Empire Earth:
Hab mittlerweile die Kampagne der Griechen, Briten sowie der Deutschen durchgezockt.
Die Kampagnen der Griechen und Briten sind relativ einfach, was vor allem an der dämlichen KI liegt. Bei großen Schlachten reicht es meist aus, die feindlichen Soldaten mit einem Reiter in die eigenen Reihen zu locken, denn die verfolgen so lange diesen dämlichen Reiter, bis sie ihn vernichtet haben. Während mein Lockvogel dann davonreitet und dem ne ganze feindliche Armee nachjagt, kann der Rest meiner Truppe jene Armee seelenruhig zerschnetzeln, denn die Idioten lassen ums verrecken nicht vom Reiter ab. Etwas interessanter, da schwieriger wird es erst am Schluss bei den Briten, wenn es um die napoleonischen Kriege geht. Durch die Schusswaffen funktioniert die Lockvogeltaktik nur noch sehr bedingt, außerdem führt Napoleon eine dermaßene Übermacht gegen einen ins Feld, dass man taktisch klug handeln muss.
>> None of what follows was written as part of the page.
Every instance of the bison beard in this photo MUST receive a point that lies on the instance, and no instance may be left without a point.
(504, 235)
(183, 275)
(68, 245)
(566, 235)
Wirklich toll finde ich die Kampagne der Deutschen. Dadurch, dass nun Flugzeuge ins Spiel kommen, wird das Spiel nochmal deutlich komplexer und schwieriger, denn der Gegner nervt einen nun nicht nur mit Fußsoldaten und Schiffen, sonder auch aus der Luft. Gerade die Missionen im ersten Weltkrieg sind da toll, da es dort noch keine Bodentruppen gibt, die gegen Flugzeuge eingesetzt werden können. So kann man mit seiner Armee nicht einfach quer über die Map fegen, sondern muss sich immer im Schutze der eigenen Jäger bewegen. Toll sind in dieser Kampagne auch die Missionen, die sich rein auf Luftwaffe und Marine konzentrieren.
Was mir allerding sauer aufstößt, ist die Präsentation der Missionen des zweiten Weltkriegs. In den Szenarioanweisungen wird Deutschland als unterdrücktes Volk verkauft, dass endlich Gerechtigkeit erfahren möchte. Da wird mir ein bisschen zu krass der Traum von Großdeutschland propagiert und die Deustchen werden irgendwie als die Guten verkauft, die sich bloß gegen die bösen Nachbarn wehren wollen.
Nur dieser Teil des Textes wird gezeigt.